Even following that rejection, Johnson spoke with The New Yorker’s Isaac Chotiner about the effort — reiterating that it wasn’t all over yet and himself raising the prospect of Jan. 6 as the key date. Johnson told him:
Our overriding concern is that there is a lot of angst and concern out there about the system itself, and if we short-circuit this, and, say, the magic date of December 14th came, and you still have cases in the system, that upsets a large swath of the country even more, because they feel even more disenfranchised.
January 6th is the date Congress certifies. And, remember, four years ago, Democratic Representative Sheila Jackson Lee and three or four of her colleagues tried to stop that process in the House. To his credit, Joe Biden said, “No, this is our system.”
Although he credited Biden in that interview, Johnson voted on Jan. 6, 2021, to overturn the 2020 election — objecting to certifying both Arizona and Pennsylvania’s electoral votes.
Now, he’s the speaker of the House.
Rep. Mike Johnson is also an extremist on other fronts — as evidenced by a review of legislation for which he was the lead sponsor.
Johnson is the lead sponsor of a bill that would make it a federal crime to help a minor obtain an abortion out of state without adhering to any state-law parental-notification requirements. It also would criminalize knowingly providing abortion care to out-of-state minors without parental notification regardless of the law in the jurisdiction where the doctor practices. Even in this caucus, the bill only has 22 co-sponsors — a sign of, as I wrote above, one of the ways in which Johnson is an extremist even among the extremists that are the House Republicans.

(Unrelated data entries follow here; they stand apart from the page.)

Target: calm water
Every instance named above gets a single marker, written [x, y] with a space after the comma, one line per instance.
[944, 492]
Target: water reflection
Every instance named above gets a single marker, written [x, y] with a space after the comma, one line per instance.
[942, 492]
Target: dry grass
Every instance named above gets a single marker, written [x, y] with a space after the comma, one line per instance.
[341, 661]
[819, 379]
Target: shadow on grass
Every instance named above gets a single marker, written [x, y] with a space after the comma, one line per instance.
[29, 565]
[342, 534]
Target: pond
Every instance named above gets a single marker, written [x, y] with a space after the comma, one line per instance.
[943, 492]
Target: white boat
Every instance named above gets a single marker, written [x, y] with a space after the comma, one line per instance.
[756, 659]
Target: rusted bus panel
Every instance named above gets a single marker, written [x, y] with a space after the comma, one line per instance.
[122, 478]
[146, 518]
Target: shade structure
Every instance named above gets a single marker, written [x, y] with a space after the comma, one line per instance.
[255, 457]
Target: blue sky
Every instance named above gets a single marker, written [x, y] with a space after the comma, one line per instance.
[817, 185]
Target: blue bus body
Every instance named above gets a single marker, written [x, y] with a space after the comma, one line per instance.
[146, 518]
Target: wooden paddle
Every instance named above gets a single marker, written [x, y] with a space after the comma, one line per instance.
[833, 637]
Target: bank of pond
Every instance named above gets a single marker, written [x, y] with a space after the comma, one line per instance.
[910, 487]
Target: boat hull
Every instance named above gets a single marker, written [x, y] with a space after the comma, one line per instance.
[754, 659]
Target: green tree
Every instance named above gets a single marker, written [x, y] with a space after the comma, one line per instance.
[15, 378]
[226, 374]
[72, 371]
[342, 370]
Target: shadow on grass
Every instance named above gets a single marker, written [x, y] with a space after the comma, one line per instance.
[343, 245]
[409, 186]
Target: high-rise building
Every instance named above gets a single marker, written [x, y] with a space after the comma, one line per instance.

He also has introduced extreme immigration-related legislation and legislation that would diminish legal protections for certain violations of the Establishment Clause. (The immigration bill has no co-sponsors. The Establishment Clause-related bill had only three co-sponsors at introduction: Reps. Andy Biggs, Matt Gaetz, and Randy Weber.)
Johnson’s extremism isn’t, of course, limited to the legislation he himself leads. In July, as the chair of the House Subcommittee on the Constitution and Limited Government, Johnson held a hearing on “The Dangers and Due Process Violations of ‘Gender-Affirming Care.’”
Johnson’s anti-LGBTQ views are longstanding and deeply held. A year ago, he was the lead Republican introducing what was referred to as the federal ‘don’t say gay’ bill, legislation that I covered at Law Dork at the time — albeit without even naming Johnson. Fewer than three dozen House members co-sponsored the bill at introduction.
Before his time in Congress, Johnson worked for the Alliance Defense Fund — now, the Alliance Defending Freedom — to, among other causes, oppose same-sex couples’ marriage rights. He is, in other words, a true believer of the extremist project.
As journalists get more time to dig into Johnson’s history, expect more like the report we already got on Wednesday from Andrew Kaczynski and Allison Gordon at CNN about some of Johnson’s earlier anti-gay writings.
In one of the writings highlighted at CNN, Johnson wrote in 2004, “Experts project that homosexual marriage is the dark harbinger of chaos and sexual anarchy that could doom even the strongest republic.“
Johnson only left the advocacy world in 2015 by taking a seat in the Louisiana legislature. As an article noted at the time, Johnson did so without even having to get the approval of voters. He ran unopposed.
A little more than a year later, he announced he was running for Congress.
Less than eight years after that, on Wednesday, Mike Johnson and his extremism ascended to the speakership.
This breaking news report has been updated and expanded after initial publication, with the final update at 6:30 p.m.